On conçoit bien que les humeurs qu’on a perdues se réparent, quant à la matiere, par les alimens, la boisson, & l’air ; mais quant aux qualités requises, cette opération s’exécute par le concours des actions naturelles du corps, dont l’exposition fait une des grandes & des belles parties de la Physiologie.

Fausses hypotheses sur la chylification. Comme par le détail qu’on vient de lire, tout ce qui arrive aux alimens depuis leur préparation dans la bouche jusqu’à leur derniere subtilisation, qui produit la nutrition des parties du corps humain, est une suite évidente de la fabrique & de l’action des vaisseaux, de la nature connue des humeurs, démontrée par des raisonnemens méchaniques ; falloit-il, pour en donner l’explication, avoir recours à des suppositions obscures ou douteuses, & également contraires à la raison & à l’expérience ? falloit-il enfanter tous ces systèmes extravagans en Medecine, si long-tems à la mode, & si justement méprisés aujourd’hui ? Je parle des systèmes de la chaleur coctrice du ventricule, de son acreté naturelle & vitale, de l’archée de Vanhelmont, de la bile alkaline qui change le chyle acide en alkalescent salé & volatil, d’une précipitation qui purifie le chyle, des fermentations, des effervescences du sang dans le ventricule droit, du nitre aérien qui le change en rouge dans le poumon ? que sai-je, d’une infinité d’autres hypotheses chimériques, qui pour comble de maux, ont eu une influence pernicieuse sur la pratique de leurs auteurs. Cet article est de M. le Chevalier de Jaucourt.

CHYLIFERE, adj. en Anatomie, se dit des vaisseaux qui portent le chyle, & qu’on nomme aussi chylidoques ou veines lactées. Voyez Chyle & Veines lactées.

CHYLOSE, s. f. en Medecine, l’action par laquelle les alimens se tournent en chyle ou chyme dans l’estomac, &c. soit que cela arrive par une fermentation qui se passe dans l’estomac, soit par la force de contraction de ce viscere, soit par ces deux moyens tout à la fois. Voyez Chylification & Digestion. (L)

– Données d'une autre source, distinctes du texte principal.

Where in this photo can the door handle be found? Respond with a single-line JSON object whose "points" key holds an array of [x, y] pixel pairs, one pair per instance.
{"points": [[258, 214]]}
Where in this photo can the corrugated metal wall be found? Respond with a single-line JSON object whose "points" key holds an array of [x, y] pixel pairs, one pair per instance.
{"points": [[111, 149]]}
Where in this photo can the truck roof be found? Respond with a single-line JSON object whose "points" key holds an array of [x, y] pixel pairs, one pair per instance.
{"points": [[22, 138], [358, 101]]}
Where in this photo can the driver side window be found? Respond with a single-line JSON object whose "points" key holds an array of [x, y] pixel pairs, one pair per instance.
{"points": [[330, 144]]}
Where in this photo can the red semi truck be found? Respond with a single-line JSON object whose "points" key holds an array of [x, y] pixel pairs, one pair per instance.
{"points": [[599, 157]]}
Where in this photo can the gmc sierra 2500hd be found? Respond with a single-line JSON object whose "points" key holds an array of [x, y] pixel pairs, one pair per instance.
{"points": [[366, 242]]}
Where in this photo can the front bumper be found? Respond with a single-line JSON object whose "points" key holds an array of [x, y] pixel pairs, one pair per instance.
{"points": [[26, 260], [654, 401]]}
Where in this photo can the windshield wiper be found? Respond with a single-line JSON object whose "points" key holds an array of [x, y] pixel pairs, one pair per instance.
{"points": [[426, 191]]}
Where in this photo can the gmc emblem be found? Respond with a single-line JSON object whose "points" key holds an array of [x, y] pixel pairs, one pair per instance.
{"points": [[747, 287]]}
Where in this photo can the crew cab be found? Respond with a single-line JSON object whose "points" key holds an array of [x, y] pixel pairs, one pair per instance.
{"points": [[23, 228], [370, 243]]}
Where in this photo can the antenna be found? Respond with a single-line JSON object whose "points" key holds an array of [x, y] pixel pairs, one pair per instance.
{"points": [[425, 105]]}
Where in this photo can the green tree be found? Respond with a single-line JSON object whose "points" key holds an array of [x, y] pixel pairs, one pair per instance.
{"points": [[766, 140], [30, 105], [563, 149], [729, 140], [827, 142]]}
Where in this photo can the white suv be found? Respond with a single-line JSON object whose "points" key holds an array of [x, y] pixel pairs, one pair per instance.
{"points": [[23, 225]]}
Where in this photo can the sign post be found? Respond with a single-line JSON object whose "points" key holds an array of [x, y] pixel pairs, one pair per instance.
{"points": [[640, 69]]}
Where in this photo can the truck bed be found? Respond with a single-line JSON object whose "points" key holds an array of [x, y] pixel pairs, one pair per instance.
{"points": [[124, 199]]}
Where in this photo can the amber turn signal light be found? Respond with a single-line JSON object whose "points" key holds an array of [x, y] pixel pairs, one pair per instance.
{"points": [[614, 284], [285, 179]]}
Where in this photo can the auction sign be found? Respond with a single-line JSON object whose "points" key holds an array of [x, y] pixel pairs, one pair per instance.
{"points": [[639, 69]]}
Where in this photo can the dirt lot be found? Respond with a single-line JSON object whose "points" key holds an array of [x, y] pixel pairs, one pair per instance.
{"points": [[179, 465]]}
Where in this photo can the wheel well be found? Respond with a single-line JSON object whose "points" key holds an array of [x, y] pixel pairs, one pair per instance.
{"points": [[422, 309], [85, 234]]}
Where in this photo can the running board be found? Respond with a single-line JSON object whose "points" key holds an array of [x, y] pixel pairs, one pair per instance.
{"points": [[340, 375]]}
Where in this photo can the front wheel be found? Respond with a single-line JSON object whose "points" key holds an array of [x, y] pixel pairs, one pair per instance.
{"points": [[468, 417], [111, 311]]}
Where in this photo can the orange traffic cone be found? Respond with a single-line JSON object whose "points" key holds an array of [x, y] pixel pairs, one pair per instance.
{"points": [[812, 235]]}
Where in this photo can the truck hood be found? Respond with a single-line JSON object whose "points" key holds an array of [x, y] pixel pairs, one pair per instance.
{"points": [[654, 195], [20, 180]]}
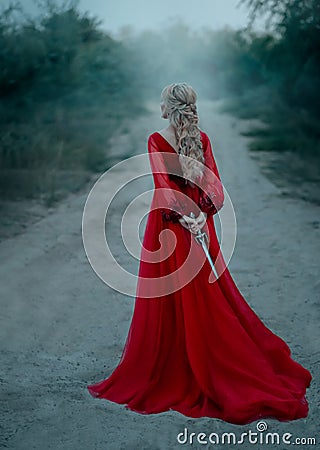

CHYME, s. m. (Anat. Physiolog.) suc animal qui est le même que celui qu’on appelle ordinairement chyle. Voyez Chyle.

Il y a cependant des auteurs qui distinguent entre le chyme & le chyle, & qui restreignent le mot chyme à signifier la masse de nourriture telle qu’elle est dans l’estomac, avant qu’elle soit assez attenuée & liquéfiée pour pouvoir franchir le pylore, passer dans le duodenum, & de là dans les veines lactées, pour s’y dissoudre davantage & s’y impregner du suc pancréatique ; après quoi elle commence à être dans l’état de chyle. D’autres prétendent tout le contraire.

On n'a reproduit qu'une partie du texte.